At one point after university, music became part of my daily routine. I failed to balance between my day job as an interior designer and music as a vocalist. So I devoted to music because I had developed a bigger clientele, which kept me busy year in, year out.
When one has created enough buzz about their ability to backup an artiste, gigs are easier to come by. This is Shahai’s reality.
“First I am called to confirm if I am available for the concert and if so, I am booked for that date. Then I am given the list of songs to listen to with the team that has been put together, we have a rehearsal scheduled and then start rehearsals thrice a week, depending on when the show is scheduled. Sometimes we work with so many artistes for a particular show and the songs have to be learned and sang. We also agree on the payment, mostly for the tours to be done. Logistics are then made and we all agree. This includes transport during rehearsals, costumes for the concert and lastly the logistics on the day itself.”
Show me the money
I learnt after my conversation with these three that a background vocalist will get paid between Shs300,000 and Shs500,000 for a two-hour concert. Of course there are those who earn a fraction of this or even nothing at all and only get to take the shiny costumes and selfies provided by the artiste’s managers as payment.
The industry offers hard lessons. For instance, that you should never go on stage before being paid regardless of how big, famous and rich the booking artiste is.
Masha attests to this. “I did a show and I was told to wait for my payment but it never came. I am a very calm person and I do not like giving people a hard time, so most I just stay calm. I am paid before I hop on stage and the team I work with, mostly our leader makes sure we get on stage with happy wallets, you know. That’s how I manage.”
Dealing with divas
The dictionary describes a diva as a self-important person who is temperamental and difficult to please, usually a woman. Well Solomon, Shahai, Masha and others like them have dealt with a fair share of divas. I could tell they were uncomfortable talking about this bit of their work, so I start by asking who they enjoy working with the most.
“I have many but for now I would say Irene Ntale. Her work ethic is good, same applies to Sheebah, Lilian and others,” Masha volunteers.
I circle back to my question about divas and after some coxing, I learn that some artistes have attitude issues, do not keep time and breach the contracts. Some vocalists are asked not to dress so smart or sing ‘very well’ lest they outshine the performing artistes.
“They too have insecurities. I do not usually walk on my toes for them. I am contracted to do my job so I will do it, some make it difficult and you will have to walk away just to maintain your sanity. Which at some point has helped me work through this industry. It is difficult but if you know why you are there, do your job and leave. You get to learn to control your emotions,” Shahai shares.
When I ask Ouma whether the vocalists ever give him as a music director and artiste trouble, he says, “Not particularly but like any human being, there are always ups and downs when interacting with others. However, I cannot say background vocalists are trouble working with.”
And about divas versus background vocalist conflicts, he says: “That is a subjective issue, depending on the two parties in particular.

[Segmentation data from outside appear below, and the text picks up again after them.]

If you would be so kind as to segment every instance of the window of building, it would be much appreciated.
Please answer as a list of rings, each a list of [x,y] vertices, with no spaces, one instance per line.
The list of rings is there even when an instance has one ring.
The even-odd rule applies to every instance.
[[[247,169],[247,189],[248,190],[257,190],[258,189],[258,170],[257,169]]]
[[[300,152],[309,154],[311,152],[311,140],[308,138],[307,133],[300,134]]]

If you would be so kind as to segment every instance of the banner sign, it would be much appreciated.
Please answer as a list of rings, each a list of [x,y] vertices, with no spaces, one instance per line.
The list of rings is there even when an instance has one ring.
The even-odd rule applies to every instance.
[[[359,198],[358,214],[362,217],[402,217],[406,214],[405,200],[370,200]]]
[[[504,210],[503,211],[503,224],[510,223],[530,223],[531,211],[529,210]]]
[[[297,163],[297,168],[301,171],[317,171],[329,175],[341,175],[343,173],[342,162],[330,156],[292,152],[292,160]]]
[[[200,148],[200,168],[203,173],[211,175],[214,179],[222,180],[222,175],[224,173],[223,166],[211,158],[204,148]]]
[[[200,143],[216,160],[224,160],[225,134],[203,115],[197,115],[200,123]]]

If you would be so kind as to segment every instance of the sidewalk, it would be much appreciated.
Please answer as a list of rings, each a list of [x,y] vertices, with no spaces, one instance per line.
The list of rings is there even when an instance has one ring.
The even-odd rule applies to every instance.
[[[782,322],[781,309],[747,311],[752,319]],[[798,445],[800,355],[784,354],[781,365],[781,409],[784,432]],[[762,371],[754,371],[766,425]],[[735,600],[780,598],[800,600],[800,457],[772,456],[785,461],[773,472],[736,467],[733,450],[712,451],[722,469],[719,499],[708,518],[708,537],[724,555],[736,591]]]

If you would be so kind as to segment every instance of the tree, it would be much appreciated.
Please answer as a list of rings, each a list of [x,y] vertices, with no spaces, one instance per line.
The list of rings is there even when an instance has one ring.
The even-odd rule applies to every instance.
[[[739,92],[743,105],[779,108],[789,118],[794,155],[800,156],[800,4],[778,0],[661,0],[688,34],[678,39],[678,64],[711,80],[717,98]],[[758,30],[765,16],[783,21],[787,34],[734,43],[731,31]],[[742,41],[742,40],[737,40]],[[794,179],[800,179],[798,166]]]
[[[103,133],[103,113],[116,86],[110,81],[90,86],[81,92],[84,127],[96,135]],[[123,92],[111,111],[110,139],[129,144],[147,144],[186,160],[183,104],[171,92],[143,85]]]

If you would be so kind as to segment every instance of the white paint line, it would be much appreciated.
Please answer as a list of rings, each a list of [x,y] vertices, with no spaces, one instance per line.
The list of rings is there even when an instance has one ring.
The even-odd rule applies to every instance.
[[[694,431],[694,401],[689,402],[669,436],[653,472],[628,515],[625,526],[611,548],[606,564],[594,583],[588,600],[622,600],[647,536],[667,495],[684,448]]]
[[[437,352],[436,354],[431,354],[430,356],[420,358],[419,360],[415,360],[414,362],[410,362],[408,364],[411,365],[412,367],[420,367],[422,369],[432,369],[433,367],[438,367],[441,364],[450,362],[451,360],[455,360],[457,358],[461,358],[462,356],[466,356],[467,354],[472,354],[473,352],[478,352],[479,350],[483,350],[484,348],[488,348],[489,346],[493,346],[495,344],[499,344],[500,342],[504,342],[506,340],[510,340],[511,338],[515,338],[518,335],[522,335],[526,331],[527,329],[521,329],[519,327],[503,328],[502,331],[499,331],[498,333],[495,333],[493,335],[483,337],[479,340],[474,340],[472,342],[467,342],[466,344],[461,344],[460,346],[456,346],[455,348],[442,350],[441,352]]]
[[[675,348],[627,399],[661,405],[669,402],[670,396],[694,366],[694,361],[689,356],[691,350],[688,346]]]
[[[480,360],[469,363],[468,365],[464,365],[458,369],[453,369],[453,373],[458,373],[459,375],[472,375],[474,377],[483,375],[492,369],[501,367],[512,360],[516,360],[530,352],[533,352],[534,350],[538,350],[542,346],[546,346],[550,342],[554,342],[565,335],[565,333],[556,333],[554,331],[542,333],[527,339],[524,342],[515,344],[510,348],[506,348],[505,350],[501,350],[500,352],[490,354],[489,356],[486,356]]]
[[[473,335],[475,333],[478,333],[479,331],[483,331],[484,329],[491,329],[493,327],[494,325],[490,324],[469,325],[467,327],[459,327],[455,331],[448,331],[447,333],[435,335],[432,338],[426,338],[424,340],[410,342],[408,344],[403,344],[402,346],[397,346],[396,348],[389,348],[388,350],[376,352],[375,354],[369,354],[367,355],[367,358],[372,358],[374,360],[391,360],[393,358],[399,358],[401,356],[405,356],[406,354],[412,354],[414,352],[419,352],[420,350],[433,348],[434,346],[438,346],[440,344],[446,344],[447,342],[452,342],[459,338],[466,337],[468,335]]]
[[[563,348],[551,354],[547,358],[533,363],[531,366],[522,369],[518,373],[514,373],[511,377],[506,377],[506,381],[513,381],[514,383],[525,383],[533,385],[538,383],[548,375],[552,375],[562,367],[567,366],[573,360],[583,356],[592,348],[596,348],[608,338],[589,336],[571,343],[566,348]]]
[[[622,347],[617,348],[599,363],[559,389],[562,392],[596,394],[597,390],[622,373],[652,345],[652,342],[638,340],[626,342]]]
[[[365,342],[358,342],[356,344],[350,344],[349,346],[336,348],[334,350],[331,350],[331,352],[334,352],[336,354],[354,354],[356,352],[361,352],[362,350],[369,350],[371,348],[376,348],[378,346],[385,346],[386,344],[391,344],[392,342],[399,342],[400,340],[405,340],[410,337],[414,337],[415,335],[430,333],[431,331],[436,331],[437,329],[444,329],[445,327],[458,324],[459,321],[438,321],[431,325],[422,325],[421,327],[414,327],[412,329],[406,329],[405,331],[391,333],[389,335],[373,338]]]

Only thing I would see is an insecure lead vocalist afraid of being overshadowed, especially if the backups sing better than the lead vocalist.”
Dreaming in colour
All three vocalists I talked to have their own music, so backup singing is definitely not the end game. But even if that was the endgame, I have developed much more appreciation for them. I will definitely be looking out for the men and women who make live music shows come alive just a few metres away from the limelight and full-blown fame.